Thursday, September 25, 2008

Sparky


I'm heading out to the mid west in a couple weeks for my bi-annual travels. Every time I'm there I get shit for not letting Sparky know I'm rolling thru town. "I live right here dude, call we could hook up for a beer. Sparkys pretty awesome to by the way for a mid western hick. He was the sales manager for K2's big box brands 5150 and Morrow. Then he got a promotion that added skate as in rollerskates to his portfolio of brands. I let Sparks know I'm coming thru and a diamond turned out of a piece of coal. Or vice versa.

me- Into MN on the 21rst, out of Chi town on the 25th. Bachmans sale is the ender. You got ample warning.

sparks- Nice – at this time I am around that week, but it has been thrown around for a circle jerk meeting at Dicks that week as well….

Dude what’s faster? A 5 wheel skate or 4? I’m thinking of doing that as some cross training. Looks like it would be fun to rip around the lake on.

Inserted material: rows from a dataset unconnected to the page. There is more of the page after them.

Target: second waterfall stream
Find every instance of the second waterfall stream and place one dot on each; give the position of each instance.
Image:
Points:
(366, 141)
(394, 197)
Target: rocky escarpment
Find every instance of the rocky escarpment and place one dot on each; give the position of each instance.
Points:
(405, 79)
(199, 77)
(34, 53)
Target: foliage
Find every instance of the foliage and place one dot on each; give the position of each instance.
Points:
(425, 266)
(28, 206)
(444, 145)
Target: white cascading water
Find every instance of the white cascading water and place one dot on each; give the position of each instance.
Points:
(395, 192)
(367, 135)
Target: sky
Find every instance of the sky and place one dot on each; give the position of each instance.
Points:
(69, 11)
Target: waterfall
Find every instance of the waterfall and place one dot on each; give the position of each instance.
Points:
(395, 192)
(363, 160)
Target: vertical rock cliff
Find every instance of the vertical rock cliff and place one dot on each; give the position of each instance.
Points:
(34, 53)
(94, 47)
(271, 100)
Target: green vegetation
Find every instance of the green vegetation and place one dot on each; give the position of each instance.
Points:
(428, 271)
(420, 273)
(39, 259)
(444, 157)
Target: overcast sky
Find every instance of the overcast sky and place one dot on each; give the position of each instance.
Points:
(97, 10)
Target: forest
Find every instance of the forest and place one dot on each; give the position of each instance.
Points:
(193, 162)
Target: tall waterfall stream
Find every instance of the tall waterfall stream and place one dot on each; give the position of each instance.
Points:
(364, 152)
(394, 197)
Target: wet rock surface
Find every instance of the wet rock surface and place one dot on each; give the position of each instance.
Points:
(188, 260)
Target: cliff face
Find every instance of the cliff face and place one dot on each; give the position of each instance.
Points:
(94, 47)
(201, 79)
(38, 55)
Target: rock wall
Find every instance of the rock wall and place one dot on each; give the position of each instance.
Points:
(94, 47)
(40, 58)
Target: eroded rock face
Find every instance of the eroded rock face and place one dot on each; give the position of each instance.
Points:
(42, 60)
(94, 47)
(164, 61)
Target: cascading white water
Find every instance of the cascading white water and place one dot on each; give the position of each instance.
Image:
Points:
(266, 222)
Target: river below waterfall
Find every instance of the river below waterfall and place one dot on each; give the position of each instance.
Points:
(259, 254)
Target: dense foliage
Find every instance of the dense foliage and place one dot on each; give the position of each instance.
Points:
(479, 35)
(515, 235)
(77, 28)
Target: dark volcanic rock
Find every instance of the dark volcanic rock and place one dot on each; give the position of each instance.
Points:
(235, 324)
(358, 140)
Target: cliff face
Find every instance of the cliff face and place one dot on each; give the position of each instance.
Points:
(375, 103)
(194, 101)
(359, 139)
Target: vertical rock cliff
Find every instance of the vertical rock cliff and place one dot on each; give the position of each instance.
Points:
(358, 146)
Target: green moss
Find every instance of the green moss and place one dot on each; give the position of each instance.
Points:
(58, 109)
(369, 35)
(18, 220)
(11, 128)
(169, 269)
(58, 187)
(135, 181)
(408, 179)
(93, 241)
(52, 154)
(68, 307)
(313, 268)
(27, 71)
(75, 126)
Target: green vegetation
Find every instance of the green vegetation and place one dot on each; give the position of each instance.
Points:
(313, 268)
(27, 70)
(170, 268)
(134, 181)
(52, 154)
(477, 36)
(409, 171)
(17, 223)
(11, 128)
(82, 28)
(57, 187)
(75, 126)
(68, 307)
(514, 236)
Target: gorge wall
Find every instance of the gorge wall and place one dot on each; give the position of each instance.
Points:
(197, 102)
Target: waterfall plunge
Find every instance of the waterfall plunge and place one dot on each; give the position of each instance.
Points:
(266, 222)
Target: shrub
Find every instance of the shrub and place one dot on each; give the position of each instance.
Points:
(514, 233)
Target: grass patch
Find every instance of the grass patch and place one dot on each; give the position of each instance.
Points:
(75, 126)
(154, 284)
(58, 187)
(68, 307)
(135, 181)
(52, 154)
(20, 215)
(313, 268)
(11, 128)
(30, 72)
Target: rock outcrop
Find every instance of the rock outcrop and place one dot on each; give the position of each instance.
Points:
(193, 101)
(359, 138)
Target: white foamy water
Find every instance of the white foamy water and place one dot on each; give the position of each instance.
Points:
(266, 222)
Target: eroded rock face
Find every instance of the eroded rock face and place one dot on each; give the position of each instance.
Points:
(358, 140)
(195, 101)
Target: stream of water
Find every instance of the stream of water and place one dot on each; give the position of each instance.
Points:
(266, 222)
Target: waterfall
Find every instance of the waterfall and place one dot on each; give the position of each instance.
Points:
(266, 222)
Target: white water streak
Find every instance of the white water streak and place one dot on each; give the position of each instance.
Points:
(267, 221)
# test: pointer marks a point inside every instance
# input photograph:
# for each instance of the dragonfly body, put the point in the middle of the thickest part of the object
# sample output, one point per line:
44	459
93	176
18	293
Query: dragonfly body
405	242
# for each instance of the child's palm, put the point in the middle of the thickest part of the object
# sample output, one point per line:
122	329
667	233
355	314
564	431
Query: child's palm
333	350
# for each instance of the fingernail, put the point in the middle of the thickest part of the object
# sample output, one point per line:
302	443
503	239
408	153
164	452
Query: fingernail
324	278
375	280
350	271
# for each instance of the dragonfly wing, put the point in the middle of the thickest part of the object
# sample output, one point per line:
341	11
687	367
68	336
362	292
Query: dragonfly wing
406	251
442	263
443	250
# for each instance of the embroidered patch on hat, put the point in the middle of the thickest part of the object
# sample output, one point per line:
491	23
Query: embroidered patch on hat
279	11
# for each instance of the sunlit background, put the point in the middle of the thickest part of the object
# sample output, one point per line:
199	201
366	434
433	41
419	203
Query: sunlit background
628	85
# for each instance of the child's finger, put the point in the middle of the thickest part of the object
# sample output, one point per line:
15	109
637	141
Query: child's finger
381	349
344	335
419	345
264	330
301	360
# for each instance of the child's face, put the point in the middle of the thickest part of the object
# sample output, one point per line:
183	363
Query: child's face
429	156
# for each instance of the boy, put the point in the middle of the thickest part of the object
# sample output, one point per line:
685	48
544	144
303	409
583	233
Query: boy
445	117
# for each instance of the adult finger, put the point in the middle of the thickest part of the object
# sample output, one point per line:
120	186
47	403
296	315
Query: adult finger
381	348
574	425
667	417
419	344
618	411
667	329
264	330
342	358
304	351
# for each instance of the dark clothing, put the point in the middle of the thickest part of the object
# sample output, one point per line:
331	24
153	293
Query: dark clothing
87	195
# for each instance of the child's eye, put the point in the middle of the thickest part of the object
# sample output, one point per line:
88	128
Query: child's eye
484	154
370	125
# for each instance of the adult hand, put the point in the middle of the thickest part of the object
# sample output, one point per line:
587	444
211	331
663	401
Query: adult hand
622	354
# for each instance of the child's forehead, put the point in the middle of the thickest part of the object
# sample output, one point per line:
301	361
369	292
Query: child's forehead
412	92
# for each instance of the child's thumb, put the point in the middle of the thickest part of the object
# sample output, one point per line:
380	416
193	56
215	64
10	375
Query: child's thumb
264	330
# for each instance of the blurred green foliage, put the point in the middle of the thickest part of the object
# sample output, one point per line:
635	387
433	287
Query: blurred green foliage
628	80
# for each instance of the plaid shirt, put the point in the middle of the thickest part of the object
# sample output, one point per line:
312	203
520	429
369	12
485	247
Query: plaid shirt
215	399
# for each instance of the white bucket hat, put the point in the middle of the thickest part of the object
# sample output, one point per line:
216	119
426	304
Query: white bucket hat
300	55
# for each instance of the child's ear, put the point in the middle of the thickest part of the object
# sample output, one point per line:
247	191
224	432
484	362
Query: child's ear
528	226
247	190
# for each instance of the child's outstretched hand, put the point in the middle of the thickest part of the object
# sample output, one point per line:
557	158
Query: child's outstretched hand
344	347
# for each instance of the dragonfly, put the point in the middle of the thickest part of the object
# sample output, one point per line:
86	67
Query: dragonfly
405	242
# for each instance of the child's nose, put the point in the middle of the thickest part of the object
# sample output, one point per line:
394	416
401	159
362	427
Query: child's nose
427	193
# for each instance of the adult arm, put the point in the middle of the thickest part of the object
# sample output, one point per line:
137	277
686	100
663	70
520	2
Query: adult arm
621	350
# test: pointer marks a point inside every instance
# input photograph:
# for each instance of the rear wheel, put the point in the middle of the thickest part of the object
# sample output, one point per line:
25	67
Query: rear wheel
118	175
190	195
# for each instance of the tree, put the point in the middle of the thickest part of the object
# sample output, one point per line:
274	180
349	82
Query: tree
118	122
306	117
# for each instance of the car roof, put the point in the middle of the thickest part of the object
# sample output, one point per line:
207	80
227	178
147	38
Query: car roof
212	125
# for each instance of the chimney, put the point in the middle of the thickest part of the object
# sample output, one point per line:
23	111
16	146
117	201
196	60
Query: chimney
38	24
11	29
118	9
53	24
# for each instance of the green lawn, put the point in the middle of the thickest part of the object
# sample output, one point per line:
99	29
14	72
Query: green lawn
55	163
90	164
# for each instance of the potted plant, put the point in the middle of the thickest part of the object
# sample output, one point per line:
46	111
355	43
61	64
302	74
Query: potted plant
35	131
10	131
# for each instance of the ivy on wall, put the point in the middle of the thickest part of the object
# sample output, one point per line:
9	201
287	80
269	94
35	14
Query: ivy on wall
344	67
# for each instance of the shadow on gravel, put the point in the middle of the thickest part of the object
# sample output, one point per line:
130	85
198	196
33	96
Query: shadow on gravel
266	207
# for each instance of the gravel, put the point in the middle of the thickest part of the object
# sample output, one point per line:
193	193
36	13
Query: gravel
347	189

I seriously hate you…..you should have seen the amount of spandex up in Duluth, MN last weekend….nations largest inline marathon…next year you should really plan to attend.

What? My kids like to skooter and I figured that it would be rad to have them raise the bars up all the way and have my sk8 long side. Hold hands with the old lady and shit. Should I get them ones that I can slip out of and still have the boot on? That way I could go get a cocktail or coffee and not ruin peoples floors with my multi wheels.

On one of the very worst days of my illustrious snowboard sales career – at least I can count on you and your demoralizing humor…I especially appreciate the – Hold hands with the old lady and shit – that puts a classic vision into my head that I just can’t resist to have a smile on my face. Maybe the two of you could share a Pepsi as you skate around Green Lake too? If you need one, I have some nice skate belts – they hold your keys, wallet, and water bottle – you don’t have to put just water in the bottle though…if you know what I mean..

Your worst and I’m smiling? That sucks. Sorry. Hey, you know what? Go grab a pop and a cheese stick, get in that lifted Chevy Avalanche of yours and do a peel out on some neighbor’s lawn. You’ll feel so much better. I’d suggest you covering up that TapOut decal you have on the window though. People will be able to identify the truck with a rear window that folds down to accommodate trips to Home Depot.


Have you ever thought about running for political office? I think you are wasting your powerful skills in your current position…the TapOut decal takes the cake….and actually the rear window gets taken out on trips to Menards more than the trips to Home Depot – even though I have both 100 yards from each other, and about 2 miles form my house – Menards tends to have better pricing and more of a selection. No peel outs either – I can’t do that to other peoples lawns, but I may go drink some Leinenkugels and go bow hunting after a day like to today – I do feel the need to kill something. If I get a deer, I’ll be thinking of you while I tear the anus out….

Thanks Sparky.

1 comment:

  1. Anonymous8:25 PM

    "I seriously hate you". F'n funny. How often have we all said that? Your a true friend but I seriously hate you.